Even headcount is up. The company has added 35 people since Nussbaum took over, up from 165 in 2016. “I don’t think there is any media company in America that grew by that much,” he says. The company is privately held, and Nussbaum declined to state its precise revenue, but he says that it’s grown in the low single digits each year he’s been there.

Going forward, the strategic priorities are to expand video production and distribution and reach an expanded audience. "Video has become the dominant media on the internet and content platforms have exploded," Nussbaum says. "These platforms have a great need for new content (check), interesting and unique content (check), and high-frequency production of content (check.)

"Unlike most media companies, ATK has been producing video for 19 years, so we're good at it," Nussbaum added. "We combine great recipes with science and compelling stories, and have experienced talented and well-known chefs. Thus, video is our number-one strategic focus and our fastest-growing sector."

ATK’s new facility has enabled it to produce significantly more video content. The company is producing three short clips per week on its YouTube channel, from which it gets a piece of the ad dollars sold against its videos. The YouTube channel now has 470,000 subscribers, and an average of 80-85% completion rates. The company plans to produce 186 YouTube videos this year.

The company is also active with its videos on Instagram, Facebook Watch and the Amazon Echo, and in coming months will be partnering with a Comcast NBC Universal video-on-demand YouTube competitor and is launching the OTT channel as well.

Part of this ramp up in video content is to generate ad revenue—ATK gets a piece all sales made against its content. But it’s also to access a broader audience.
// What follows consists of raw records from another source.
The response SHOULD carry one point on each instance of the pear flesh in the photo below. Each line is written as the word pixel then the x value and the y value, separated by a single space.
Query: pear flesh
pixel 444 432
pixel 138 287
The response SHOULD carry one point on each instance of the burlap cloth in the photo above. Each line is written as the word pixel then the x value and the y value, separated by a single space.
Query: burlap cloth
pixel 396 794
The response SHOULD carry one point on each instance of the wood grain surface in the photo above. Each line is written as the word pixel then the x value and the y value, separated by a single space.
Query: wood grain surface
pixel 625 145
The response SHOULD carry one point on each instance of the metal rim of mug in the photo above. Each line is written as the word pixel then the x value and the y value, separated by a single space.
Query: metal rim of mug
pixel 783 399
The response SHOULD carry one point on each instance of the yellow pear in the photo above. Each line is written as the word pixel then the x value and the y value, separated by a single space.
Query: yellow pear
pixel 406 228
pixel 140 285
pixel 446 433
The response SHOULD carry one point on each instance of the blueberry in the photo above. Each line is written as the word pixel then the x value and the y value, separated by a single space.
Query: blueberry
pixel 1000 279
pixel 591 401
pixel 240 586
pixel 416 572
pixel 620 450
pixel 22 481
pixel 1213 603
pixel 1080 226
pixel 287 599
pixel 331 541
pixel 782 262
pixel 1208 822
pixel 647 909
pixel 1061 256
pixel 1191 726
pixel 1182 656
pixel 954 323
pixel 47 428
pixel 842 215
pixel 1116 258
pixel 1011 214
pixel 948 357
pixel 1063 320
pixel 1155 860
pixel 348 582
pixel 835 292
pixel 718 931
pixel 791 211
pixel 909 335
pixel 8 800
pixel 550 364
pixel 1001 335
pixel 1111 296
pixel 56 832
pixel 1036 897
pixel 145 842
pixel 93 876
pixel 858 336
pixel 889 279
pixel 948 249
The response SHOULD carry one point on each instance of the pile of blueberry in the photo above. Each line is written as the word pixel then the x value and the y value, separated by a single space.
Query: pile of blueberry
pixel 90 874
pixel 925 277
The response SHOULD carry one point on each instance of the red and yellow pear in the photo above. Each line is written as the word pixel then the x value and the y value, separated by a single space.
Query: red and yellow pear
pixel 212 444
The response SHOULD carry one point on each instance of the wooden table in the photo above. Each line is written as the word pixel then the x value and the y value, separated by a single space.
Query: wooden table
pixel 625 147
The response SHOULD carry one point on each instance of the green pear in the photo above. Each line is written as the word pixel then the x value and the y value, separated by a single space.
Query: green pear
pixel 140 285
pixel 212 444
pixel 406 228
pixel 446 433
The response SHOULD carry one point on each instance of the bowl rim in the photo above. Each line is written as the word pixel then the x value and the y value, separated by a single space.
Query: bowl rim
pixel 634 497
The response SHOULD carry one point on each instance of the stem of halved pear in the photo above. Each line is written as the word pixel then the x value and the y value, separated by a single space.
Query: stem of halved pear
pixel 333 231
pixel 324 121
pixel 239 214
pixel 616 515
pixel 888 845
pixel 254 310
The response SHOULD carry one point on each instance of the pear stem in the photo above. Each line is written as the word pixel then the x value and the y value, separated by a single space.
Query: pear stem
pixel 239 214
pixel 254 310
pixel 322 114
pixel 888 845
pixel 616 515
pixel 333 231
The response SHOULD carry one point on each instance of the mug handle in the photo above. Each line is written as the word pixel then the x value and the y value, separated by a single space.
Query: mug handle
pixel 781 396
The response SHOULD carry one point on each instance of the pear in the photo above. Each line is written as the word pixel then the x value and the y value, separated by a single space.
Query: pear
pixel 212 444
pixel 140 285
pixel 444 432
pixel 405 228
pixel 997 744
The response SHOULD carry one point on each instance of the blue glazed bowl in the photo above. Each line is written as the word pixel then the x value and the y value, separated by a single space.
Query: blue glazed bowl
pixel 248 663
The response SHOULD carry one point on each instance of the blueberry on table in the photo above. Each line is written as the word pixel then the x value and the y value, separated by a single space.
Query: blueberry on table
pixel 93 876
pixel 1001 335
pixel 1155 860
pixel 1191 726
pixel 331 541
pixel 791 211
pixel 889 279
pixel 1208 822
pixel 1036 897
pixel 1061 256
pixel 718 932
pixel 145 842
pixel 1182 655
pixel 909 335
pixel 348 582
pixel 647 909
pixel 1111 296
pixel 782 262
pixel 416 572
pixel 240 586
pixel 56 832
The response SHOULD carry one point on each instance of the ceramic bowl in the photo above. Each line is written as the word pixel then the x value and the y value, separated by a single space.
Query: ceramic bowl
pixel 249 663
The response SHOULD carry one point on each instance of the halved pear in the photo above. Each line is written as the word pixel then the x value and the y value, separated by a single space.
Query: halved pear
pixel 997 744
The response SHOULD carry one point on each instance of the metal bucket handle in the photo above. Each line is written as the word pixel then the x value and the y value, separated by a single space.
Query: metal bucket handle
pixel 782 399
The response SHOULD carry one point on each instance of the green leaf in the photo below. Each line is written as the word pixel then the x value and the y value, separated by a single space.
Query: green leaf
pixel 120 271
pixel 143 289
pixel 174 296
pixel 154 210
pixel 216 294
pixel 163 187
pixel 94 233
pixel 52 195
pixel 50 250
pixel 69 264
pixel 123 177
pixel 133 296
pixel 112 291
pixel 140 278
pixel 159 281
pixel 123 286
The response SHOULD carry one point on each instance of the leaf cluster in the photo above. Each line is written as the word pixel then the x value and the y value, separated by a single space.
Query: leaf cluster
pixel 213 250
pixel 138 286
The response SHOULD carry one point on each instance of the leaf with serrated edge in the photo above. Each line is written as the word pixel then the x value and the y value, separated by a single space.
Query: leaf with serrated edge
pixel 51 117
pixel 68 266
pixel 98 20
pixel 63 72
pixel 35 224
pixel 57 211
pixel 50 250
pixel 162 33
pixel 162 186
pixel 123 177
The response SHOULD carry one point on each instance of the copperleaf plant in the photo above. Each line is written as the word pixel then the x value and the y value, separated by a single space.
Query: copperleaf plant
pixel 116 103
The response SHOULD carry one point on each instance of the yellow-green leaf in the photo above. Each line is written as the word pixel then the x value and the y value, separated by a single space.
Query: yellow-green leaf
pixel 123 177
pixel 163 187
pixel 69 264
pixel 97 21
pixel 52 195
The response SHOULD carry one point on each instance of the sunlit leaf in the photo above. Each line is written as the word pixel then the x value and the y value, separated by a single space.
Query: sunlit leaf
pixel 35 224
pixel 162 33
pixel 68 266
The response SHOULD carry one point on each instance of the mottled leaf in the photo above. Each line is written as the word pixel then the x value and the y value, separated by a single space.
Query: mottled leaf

ATK is strong with Baby Boomers; YouTube’s audience is significantly younger.

The same objective applies to ATK Kids, where the first product (a cookbook for fourth to eighth graders) already has 65,000 advanced orders. A website is due in September, ATK events with include Kids’ Days going forward, and a partnership with Reebok is in in the works.

Nussbaum worked at private-equity backed companies in his past executive roles, companies with intense focus on returns on a short time horizon. In an interview, noted the difference between those companies and ATK. "ATK has powerful, respected brands," he says. "Our company has a clear and important purpose, I get to work with people who love what they do, and I work with a board that loves the company and is willing to invest for the long haul."